We also examined the associations between rare coding variants and AF within reported AF-susceptibility genes (Table 3). None were significantly associated with AF after adjusting for multiple testing.
In a post-hoc exploratory analyses, we included all rare variants (<1%) within each gene region, irrespective of annotation, and tested them for association with AF using an adjusted significance threshold of p = 2.5x10-6 (0.05/19913 genes). The results are summarized in S6 Table. The lead gene associated with AF was ACY3 (p = 2.2x10-7), which encodes aminoacylase 3. No relation between ACY3 and cardiac function or arrhythmias has been described previously.

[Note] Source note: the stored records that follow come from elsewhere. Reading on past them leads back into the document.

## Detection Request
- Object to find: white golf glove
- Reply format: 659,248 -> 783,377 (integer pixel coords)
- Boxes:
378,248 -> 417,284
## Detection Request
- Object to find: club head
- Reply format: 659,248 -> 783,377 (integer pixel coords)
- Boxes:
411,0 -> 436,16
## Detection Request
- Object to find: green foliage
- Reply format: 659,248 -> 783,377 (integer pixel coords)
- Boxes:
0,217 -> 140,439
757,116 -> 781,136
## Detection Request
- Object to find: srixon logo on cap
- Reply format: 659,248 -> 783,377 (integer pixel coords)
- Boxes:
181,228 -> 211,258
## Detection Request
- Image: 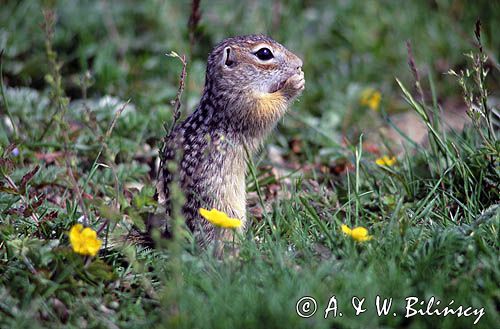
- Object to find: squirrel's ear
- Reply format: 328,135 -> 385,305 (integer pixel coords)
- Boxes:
222,47 -> 236,67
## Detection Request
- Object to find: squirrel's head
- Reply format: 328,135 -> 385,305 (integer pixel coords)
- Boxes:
205,35 -> 304,137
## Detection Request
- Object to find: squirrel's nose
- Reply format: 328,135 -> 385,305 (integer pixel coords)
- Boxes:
297,57 -> 302,71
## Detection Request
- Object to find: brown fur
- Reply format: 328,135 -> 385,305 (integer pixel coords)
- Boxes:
149,35 -> 304,249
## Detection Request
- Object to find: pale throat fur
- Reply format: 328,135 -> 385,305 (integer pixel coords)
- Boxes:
157,35 -> 304,244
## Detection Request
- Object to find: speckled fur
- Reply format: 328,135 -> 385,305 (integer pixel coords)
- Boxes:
149,35 -> 304,245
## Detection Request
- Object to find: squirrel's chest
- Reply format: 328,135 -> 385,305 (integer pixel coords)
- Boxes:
200,142 -> 246,220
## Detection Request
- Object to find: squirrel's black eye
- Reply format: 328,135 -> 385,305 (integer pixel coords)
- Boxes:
255,48 -> 274,61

With the current sample size, we estimated the statistical power to identify genetic variants with α = 5x10-7, assuming 100,000 independent tests. As shown in Fig 2, we had limited statistical power to identify genetic variants with allele frequencies as low as 1% unless the genetic relative risk was higher than two. In contrast, the statistical power increased significantly for relatively common variants with allele frequencies of at least 5%.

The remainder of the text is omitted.